This is the first of a three part articles series on ethical issues related to the jewelery industry.
Part 2 will examine the controversial Kimberley Process, while Part 3 will present a more close up of the problems encountered in specific areas as well as point out what high street consumer can do to bring about change.
The author has co-founded a diamond jewelry business in Japan, but has relocated to Toronto, Canada, since. One problem he was facing was what to do about the ethical issues involved.
Author: Michael Werneburg, @mwerneburg, founder of Caritas
The diamond jewelry industry is in many ways a messy one, marked by ecological degradation, theft of property, disruption of social and economic order, child labour, even slavery and murder.
It is difficult to understate the environmental impact from the mining operations that produce diamonds and bullion. To produce a single gold ring, as much as twenty tons of mine waste is created. This includes not only discarded ore, but acidic water laced with toxins such as lead, arsenic, and the cyanide used to extract gold from ore.
The mines themselves are vast open pits that can measure a kilometer on a side—huge holes in the Earth that are simply abandoned once the profitable ore has been extracted. Due to the high levels of toxic minerals that litter the surface, these open pits can’t simply heal on their own.
Then there’s the human cost of producing diamond jewelry. The first people to feel the impact of a new mine are those who live in the vicinity. In virtually every corner of the world, indigenous populations have been forcibly evicted, typically without compensation. When the mining is done, the devastated landscape can’t support them as it once did.
Diamonds also become a target for criminals, warlords, and rebel groups due to the high worth of the stones, their ease of transport, and the ready market for rough diamonds. In some developing nations, these parties capitalize on weak government institutions to seize mines, enslave workers, and smuggle diamonds. In doing so, they nullify the very tax revenues that would allow the government to establish and enforce better environment protection and labour laws.
Smuggling remains a key tool for illegal profiteering from diamonds. The Republic of Congo, for instance, was placed under UN sanction in 2004 because it was exporting diamonds though it possessed no diamond mines. Smuggling of diamonds, whether to cover up the illegal source of the diamonds or simply for profit, is an inter-continental affair involving countries far removed from the world’s primary diamond sources. China, for instance, cracked down on a diamond smuggling ring only in January of 2010.
But it’s violence that is the most appalling problem in the diamond industry. Africa, long the leading source of diamonds, has a tragic history of violent diamond production. It started in Angola, where diamonds were discovered in the early 20th century.
Armed rebel groups in Angola originally waged a war of independence against Portuguese colonists. But when the Portuguese left Angola in 1975, the war didn’t end. Communist and anti-communist factions took to fighting each other. While the Communist faction controlled parts of the country that provided oil revenues, the US-backed UNITA rebels turned to diamonds as early as the late 1970’s. Funded with the hard currencies won from initial diamond sales, UNITA used force to seize control of the country’s diamond production and sold directly to international partners such as diamond industry giant DeBeers. With secured funding, UNITA was able to continue fighting for 27 years in all. When the war finally ended in 2002, some five hundred thousand people had died.
Western Africa also descended into diamond-fueled warfare, as depicted in the 2006 Leonardo DiCaprio Movie “Blood Diamond”. The story in western Africa was more complex, as diamond smugglers and armed rebel groups alike ignored international borders during the conflict.

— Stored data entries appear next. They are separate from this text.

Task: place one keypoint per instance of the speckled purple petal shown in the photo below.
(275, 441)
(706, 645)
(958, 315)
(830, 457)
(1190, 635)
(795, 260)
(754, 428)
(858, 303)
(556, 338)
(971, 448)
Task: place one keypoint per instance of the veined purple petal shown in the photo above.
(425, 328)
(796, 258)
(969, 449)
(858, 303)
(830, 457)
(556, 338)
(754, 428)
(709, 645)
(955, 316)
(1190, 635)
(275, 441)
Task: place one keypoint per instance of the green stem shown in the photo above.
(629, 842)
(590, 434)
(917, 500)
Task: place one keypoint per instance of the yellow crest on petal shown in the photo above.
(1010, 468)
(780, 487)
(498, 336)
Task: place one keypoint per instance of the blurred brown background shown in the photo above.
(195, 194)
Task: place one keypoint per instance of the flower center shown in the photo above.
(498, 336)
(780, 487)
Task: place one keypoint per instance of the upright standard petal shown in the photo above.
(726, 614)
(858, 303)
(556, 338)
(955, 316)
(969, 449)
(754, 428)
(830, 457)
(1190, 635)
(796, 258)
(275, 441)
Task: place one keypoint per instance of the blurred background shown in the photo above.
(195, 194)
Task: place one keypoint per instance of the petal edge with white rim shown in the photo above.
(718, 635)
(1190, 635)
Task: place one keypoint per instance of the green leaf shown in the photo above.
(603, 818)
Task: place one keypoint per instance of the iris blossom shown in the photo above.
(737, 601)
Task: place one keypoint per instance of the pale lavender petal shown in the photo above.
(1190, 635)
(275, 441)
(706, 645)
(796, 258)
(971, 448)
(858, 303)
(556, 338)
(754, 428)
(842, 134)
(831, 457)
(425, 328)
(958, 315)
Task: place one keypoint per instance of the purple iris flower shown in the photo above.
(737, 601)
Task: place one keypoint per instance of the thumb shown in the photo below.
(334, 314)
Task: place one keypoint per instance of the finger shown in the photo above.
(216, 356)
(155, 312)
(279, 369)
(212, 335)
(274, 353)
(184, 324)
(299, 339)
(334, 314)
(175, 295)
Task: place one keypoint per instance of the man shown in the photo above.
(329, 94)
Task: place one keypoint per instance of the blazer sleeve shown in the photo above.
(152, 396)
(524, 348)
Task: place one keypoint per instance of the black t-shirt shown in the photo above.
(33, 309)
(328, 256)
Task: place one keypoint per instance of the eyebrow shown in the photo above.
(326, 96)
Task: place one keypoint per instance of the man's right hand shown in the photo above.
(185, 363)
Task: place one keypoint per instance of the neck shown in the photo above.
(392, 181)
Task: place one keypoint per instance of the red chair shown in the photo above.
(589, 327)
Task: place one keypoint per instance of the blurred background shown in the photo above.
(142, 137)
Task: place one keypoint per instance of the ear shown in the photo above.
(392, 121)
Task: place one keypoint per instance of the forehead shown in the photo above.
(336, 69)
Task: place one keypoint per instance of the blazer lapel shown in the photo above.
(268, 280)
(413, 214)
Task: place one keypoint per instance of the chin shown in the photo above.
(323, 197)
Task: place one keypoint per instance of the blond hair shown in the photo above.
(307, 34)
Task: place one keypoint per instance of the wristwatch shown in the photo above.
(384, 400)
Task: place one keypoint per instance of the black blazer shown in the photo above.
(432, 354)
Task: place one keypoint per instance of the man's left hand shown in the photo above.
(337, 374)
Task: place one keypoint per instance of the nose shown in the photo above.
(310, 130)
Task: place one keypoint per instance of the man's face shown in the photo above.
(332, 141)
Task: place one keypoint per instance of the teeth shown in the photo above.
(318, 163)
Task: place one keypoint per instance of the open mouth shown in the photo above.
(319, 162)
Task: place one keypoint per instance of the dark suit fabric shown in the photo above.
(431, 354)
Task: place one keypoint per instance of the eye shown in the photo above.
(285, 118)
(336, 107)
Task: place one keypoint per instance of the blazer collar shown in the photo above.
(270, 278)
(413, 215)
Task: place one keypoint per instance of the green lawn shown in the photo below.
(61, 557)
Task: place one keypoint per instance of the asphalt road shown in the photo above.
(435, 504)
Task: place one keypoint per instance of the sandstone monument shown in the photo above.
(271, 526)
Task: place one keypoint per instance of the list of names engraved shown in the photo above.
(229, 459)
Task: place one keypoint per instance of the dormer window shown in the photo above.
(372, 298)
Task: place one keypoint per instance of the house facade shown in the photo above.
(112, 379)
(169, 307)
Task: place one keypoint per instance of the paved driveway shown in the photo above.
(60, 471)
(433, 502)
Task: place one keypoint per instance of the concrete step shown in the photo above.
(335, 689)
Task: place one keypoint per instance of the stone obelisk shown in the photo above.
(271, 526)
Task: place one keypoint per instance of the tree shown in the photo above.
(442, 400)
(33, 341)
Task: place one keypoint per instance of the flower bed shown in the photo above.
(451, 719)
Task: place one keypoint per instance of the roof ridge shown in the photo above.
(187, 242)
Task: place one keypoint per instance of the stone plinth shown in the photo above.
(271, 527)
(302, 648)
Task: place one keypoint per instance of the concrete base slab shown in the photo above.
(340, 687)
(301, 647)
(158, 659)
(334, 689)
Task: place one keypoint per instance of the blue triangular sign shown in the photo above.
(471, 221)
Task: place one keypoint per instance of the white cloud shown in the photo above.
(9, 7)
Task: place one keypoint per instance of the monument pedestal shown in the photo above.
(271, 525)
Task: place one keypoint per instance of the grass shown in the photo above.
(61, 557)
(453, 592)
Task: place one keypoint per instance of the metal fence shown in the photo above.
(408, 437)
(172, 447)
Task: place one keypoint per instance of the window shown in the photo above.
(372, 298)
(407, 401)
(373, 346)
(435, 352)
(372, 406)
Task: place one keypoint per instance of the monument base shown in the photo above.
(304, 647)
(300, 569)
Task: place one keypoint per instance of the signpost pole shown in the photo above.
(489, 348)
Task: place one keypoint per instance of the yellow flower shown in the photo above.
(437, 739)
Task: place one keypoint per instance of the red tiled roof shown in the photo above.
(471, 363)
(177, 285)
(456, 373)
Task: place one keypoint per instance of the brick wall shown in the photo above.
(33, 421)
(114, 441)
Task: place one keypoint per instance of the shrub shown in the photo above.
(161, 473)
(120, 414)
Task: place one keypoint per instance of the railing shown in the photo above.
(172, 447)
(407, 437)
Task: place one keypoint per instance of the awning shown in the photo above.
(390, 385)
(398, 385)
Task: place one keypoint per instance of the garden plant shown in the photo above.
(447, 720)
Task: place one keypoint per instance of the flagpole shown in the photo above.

In Sierra Leone, fighting broke out in 1991, and descended into a post-Cold-War free-for-all of appalling brutality and incomprehensible complexity. Government forces and rebels both conscripted armies of children, and the rebels terrorized the civilian population by viciously dismembering and mutilating captives. In addition to the various warlords competing for territory, mercenary armies were hired, and the armed forces of other nations were drawn into the fray. When the conflict was over, fifty thousand people had died. All the while, diamonds played a direct role in allowing the war to continue: diamond mining in Sierra Leone is a relatively simple matter of digging through stream-bed deposits—diamond mining could be started by anyone who could seize a productive stretch of riverbed and round up some able-bodied laborers.
By the late 1990’s, news of the atrocities coming out of the battle grounds of Angola and western Africa could no longer be ignored. The UN began to intervene (Warning: contains disturbing images), banning trade in diamonds first from Angola in 1998, then Sierra Leone in 2000 (Warning: link contains disturbing images), and Liberia in 2001. With a UN report from Angola revealing a close correlation between diamond production and the funding of rebel armies in that country even after the sanctions, the UN called upon the diamond industry to agree upon a new system of controls to curb the traffic in conflict diamonds. This process, which came into force in 2003, became known as the Kimberley Process Certification Scheme. It was a process that had immediate impact.